Worries that the slowing global economy might be dragging the U.S. down caused markets to get off to a poor start in 2016, but in the second half of the quarter rising oil prices and the Federal Reserve's decision not to raise rates at its mid-March meeting helped equities recover. Large-cap and mid-cap stocks both recorded positive returns, while small-caps lost ground during the period. The underlying trend of moderate U.S. economic expansion appeared to remain in place. Jobs growth averaged more than 200,000 per month, and the national unemployment rate was 5% in March, near its lowest level in eight years. Falling domestic oil production and the strong U.S. dollar have weighed on the manufacturing sector, but weakness in the natural resources and manufacturing segments has not spilled over to the broader economy.
The Total Equity Market Index Fund returned 1.00% in the quarter compared with 0.93% for the S&P Total Market Index and 1.01% for the Lipper Multi-Cap Core Funds Index.

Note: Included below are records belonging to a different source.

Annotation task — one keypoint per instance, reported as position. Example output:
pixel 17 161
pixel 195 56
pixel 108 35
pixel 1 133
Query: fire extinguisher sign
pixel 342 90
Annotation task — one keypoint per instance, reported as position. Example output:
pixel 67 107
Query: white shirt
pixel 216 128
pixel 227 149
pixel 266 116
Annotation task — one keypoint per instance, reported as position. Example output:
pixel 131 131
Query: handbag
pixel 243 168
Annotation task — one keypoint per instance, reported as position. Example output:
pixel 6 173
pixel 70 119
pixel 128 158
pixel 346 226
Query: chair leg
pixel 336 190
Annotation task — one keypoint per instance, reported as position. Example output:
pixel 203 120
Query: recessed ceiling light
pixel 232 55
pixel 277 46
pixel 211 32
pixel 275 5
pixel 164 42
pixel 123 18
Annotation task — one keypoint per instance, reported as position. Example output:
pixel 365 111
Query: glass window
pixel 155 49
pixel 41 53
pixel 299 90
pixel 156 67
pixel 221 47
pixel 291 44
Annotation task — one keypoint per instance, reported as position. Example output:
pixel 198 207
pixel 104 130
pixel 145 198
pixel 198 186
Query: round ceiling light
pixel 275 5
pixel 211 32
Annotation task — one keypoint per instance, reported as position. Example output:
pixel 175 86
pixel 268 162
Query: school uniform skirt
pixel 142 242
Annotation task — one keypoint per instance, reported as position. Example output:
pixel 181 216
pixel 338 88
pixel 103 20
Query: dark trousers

For the 12 months ended March 31, 2016, the fund returned −0.41% versus −0.39% for the S&P Total Market Index and −2.58% for the Lipper Multi-Cap Core Funds Index. The fund's average annual total returns were −0.41%, 10.87%, and 6.85% for the 1-, 5-, and 10-year periods, respectively, as of March 31, 2016. The fund's expense ratio was 0.30% as of its fiscal year ended December 31, 2015.
For up-to-date standardized total returns, including the most recent month-end performance, please click on the Performance tab, above.
Current performance may be lower or higher than the quoted past performance, which cannot guarantee future results.
Share price, principal value, and return will vary and you may have a gain or loss when you sell your shares.
The Total Equity Market Index Fund charges a 0.5%
redemption fee on shares held 90 days or less.
The performance information shown does not reflect the deduction of the redemption fee;
if it did, the performance would be lower.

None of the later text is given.